Chemnitz, Loci Theologici, 1989, II, p. 482.
"Yet these exercises of faith always presuppose, as their foundation, that God is reconciled by faith, and to this they are always led back, so that faith may be certain and the promise sure in regard to these other objects. This explanation is confirmed by the brilliant statement of Paul in 2 Corinthians 1:20: 'All the promises of God in Christ are yea and amen, to the glory of God through us,' that is, the promises concerning other objects of faith have only then been ratified for us when by faith in Christ we are reconciled with God. The promises have been made valid on the condition that they must give glory to God through us."
Chemnitz, Loci Theologici, 1989, II, p. 495.
"Therefore this apprehension or acceptance or application of the promise of grace is the formal cause or principle of justifying faith, according to the language of Scripture."
Chemnitz, Loci Theologici, 2 vols., II, p. 502.
"We must note the foundations. For we are justified by faith, not because it is so firm, robust, and perfect a virtue, but because of the object on which it lays hold, namely Christ, who is the Mediator in the promise of grace. Therefore when faith does not err in its object, but lays hold on that true object, although with a weak faith, or at least tries and wants to lay hold on Christ, then there is true faith, and it justifies. The reason for this is demonstrated in those lovely statements in Philippians 3:12: 'I apprehend, or rather I am apprehended by Christ' and Galatians 4:9: 'You have known God, or rather have been known by God.' Scripture shows a beautiful example of this in Mark 9:24: 'I believe; help my unbelief.'"
Martin Chemnitz, Loci Theologici, 2 vols., II, p. 503. Philippians 3:12; Galatians 4:9; Mark 9:24.
"For we are not justified because of our faith (propter fidem), in the sense of faith being a virtue or good work on our part. Thus we pray, as did the man in Mark 9:24: 'I believe, Lord; help my unbelief'; and with the apostles: 'Lord, increase our faith,' Luke 17:5."
Martin Chemnitz, Loci Theologici, 2 vols., II, p. 506. Mark 9:24; Luke 17:5.
"But because not doubt but faith justifies, and not he who doubts but he who believes has eternal life, therefore faith teaches the free promise, which relies on the mercy of God for the sake of the sacrifice of the Son, the Mediator, and not on our works, as Paul says in Romans 4:16: 'Therefore it is of faith, that the promise might be sure according to grace.'"
Martin Chemnitz, Loci Theologici, 2 vols., II, p. 507. Romans 4:16
"Thus when we say that we are justified by faith, we are saying nothing else than that for the sake of the Son of God we receive remission of sins and are accounted as righteous.

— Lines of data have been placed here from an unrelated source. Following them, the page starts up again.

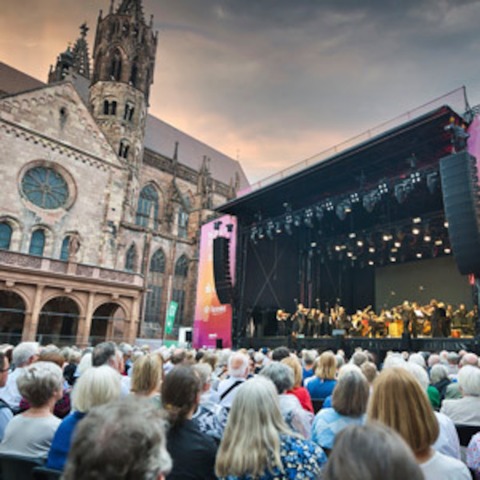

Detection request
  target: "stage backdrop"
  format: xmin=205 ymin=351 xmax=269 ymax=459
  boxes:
xmin=193 ymin=215 xmax=237 ymax=348
xmin=375 ymin=256 xmax=473 ymax=312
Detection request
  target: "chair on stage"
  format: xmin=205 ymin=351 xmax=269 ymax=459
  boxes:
xmin=0 ymin=453 xmax=45 ymax=480
xmin=32 ymin=467 xmax=63 ymax=480
xmin=312 ymin=398 xmax=323 ymax=413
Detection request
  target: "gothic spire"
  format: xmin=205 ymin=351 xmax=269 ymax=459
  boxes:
xmin=117 ymin=0 xmax=145 ymax=23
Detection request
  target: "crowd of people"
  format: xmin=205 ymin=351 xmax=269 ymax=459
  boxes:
xmin=0 ymin=342 xmax=480 ymax=480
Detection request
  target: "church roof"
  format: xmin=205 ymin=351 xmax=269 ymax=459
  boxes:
xmin=0 ymin=62 xmax=45 ymax=95
xmin=145 ymin=115 xmax=249 ymax=190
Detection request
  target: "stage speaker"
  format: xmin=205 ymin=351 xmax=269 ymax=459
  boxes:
xmin=213 ymin=237 xmax=233 ymax=303
xmin=440 ymin=152 xmax=480 ymax=276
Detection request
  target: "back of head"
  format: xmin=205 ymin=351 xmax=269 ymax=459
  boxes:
xmin=62 ymin=398 xmax=172 ymax=480
xmin=72 ymin=365 xmax=121 ymax=413
xmin=332 ymin=365 xmax=370 ymax=417
xmin=131 ymin=353 xmax=163 ymax=395
xmin=17 ymin=362 xmax=63 ymax=407
xmin=368 ymin=367 xmax=439 ymax=453
xmin=322 ymin=423 xmax=424 ymax=480
xmin=315 ymin=351 xmax=337 ymax=380
xmin=272 ymin=347 xmax=290 ymax=362
xmin=281 ymin=356 xmax=303 ymax=387
xmin=260 ymin=362 xmax=294 ymax=393
xmin=215 ymin=378 xmax=291 ymax=478
xmin=458 ymin=365 xmax=480 ymax=397
xmin=12 ymin=342 xmax=40 ymax=367
xmin=228 ymin=352 xmax=249 ymax=378
xmin=162 ymin=365 xmax=200 ymax=427
xmin=92 ymin=342 xmax=117 ymax=367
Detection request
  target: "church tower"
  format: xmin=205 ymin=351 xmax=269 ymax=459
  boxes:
xmin=89 ymin=0 xmax=157 ymax=174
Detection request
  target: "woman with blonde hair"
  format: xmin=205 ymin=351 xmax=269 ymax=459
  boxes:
xmin=130 ymin=353 xmax=163 ymax=408
xmin=306 ymin=351 xmax=337 ymax=400
xmin=215 ymin=377 xmax=327 ymax=480
xmin=368 ymin=367 xmax=471 ymax=480
xmin=281 ymin=355 xmax=313 ymax=413
xmin=47 ymin=365 xmax=121 ymax=470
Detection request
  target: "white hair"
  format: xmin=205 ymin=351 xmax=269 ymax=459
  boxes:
xmin=458 ymin=365 xmax=480 ymax=397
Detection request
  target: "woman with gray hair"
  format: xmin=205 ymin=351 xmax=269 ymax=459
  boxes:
xmin=440 ymin=365 xmax=480 ymax=425
xmin=215 ymin=376 xmax=327 ymax=480
xmin=47 ymin=365 xmax=121 ymax=470
xmin=260 ymin=362 xmax=313 ymax=439
xmin=0 ymin=362 xmax=63 ymax=458
xmin=312 ymin=364 xmax=370 ymax=452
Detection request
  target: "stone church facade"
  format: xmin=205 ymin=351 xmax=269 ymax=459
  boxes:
xmin=0 ymin=0 xmax=248 ymax=345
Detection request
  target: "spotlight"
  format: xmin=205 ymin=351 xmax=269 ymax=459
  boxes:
xmin=362 ymin=191 xmax=379 ymax=213
xmin=427 ymin=172 xmax=440 ymax=195
xmin=265 ymin=220 xmax=275 ymax=240
xmin=378 ymin=182 xmax=388 ymax=195
xmin=350 ymin=193 xmax=360 ymax=203
xmin=410 ymin=172 xmax=422 ymax=185
xmin=315 ymin=205 xmax=323 ymax=222
xmin=325 ymin=200 xmax=334 ymax=212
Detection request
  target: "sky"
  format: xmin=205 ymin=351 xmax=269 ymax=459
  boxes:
xmin=0 ymin=0 xmax=480 ymax=182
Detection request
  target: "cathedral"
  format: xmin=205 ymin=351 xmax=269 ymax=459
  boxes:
xmin=0 ymin=0 xmax=248 ymax=346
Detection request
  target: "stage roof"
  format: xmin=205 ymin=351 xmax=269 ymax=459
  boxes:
xmin=217 ymin=105 xmax=462 ymax=226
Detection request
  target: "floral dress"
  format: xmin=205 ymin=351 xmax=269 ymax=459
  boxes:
xmin=220 ymin=435 xmax=327 ymax=480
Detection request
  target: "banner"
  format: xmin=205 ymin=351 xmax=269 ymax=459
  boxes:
xmin=193 ymin=215 xmax=237 ymax=348
xmin=165 ymin=300 xmax=178 ymax=335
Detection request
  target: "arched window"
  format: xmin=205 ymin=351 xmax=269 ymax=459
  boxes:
xmin=130 ymin=60 xmax=138 ymax=87
xmin=135 ymin=185 xmax=158 ymax=230
xmin=125 ymin=244 xmax=137 ymax=272
xmin=118 ymin=140 xmax=130 ymax=158
xmin=177 ymin=206 xmax=188 ymax=238
xmin=103 ymin=100 xmax=117 ymax=115
xmin=110 ymin=49 xmax=122 ymax=81
xmin=0 ymin=222 xmax=12 ymax=250
xmin=145 ymin=249 xmax=165 ymax=327
xmin=60 ymin=235 xmax=70 ymax=262
xmin=28 ymin=229 xmax=45 ymax=257
xmin=172 ymin=255 xmax=188 ymax=327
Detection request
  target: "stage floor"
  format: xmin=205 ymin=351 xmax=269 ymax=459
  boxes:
xmin=238 ymin=336 xmax=480 ymax=360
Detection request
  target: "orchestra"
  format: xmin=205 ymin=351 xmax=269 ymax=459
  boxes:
xmin=276 ymin=299 xmax=478 ymax=339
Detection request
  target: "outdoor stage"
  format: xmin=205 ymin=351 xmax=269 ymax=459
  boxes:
xmin=238 ymin=336 xmax=480 ymax=361
xmin=194 ymin=89 xmax=480 ymax=356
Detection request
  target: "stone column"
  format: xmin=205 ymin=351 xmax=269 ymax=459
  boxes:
xmin=77 ymin=292 xmax=95 ymax=347
xmin=22 ymin=285 xmax=44 ymax=342
xmin=125 ymin=297 xmax=141 ymax=344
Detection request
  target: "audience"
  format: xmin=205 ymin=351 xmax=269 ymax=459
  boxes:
xmin=62 ymin=398 xmax=172 ymax=480
xmin=440 ymin=365 xmax=480 ymax=425
xmin=368 ymin=367 xmax=470 ymax=480
xmin=47 ymin=365 xmax=121 ymax=470
xmin=306 ymin=351 xmax=337 ymax=400
xmin=322 ymin=422 xmax=424 ymax=480
xmin=282 ymin=355 xmax=313 ymax=413
xmin=312 ymin=364 xmax=369 ymax=453
xmin=0 ymin=362 xmax=63 ymax=458
xmin=0 ymin=342 xmax=480 ymax=480
xmin=215 ymin=376 xmax=326 ymax=480
xmin=259 ymin=362 xmax=313 ymax=439
xmin=162 ymin=365 xmax=217 ymax=480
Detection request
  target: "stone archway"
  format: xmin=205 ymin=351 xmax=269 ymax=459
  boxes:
xmin=89 ymin=302 xmax=126 ymax=345
xmin=37 ymin=297 xmax=79 ymax=345
xmin=0 ymin=290 xmax=25 ymax=345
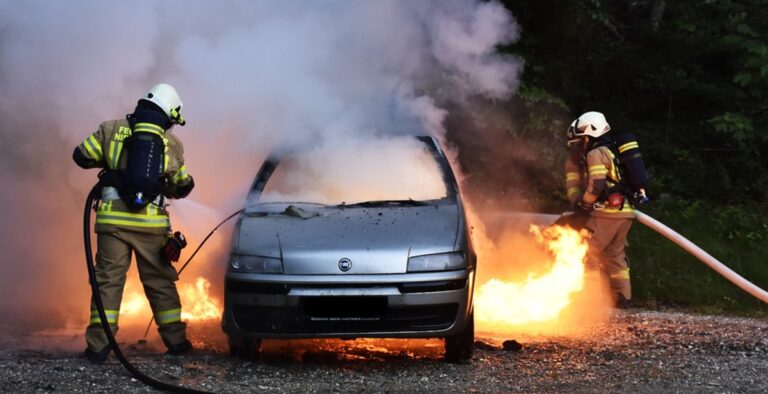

And because it is necessary that this benefit be taken hold of, this is said to be done 'by faith,' that is, by trust in the mercy promised us for the sake of Christ. Thus we must also understand the correlative expression, 'We are righteous by faith,' that is, through the mercy of God for the sake of His Son we are righteous or accepted."
Melanchthon, Loci Communes, “The Word Faith.” Cited in Martin Chemnitz, Loci Theologici, II, p. p. 489.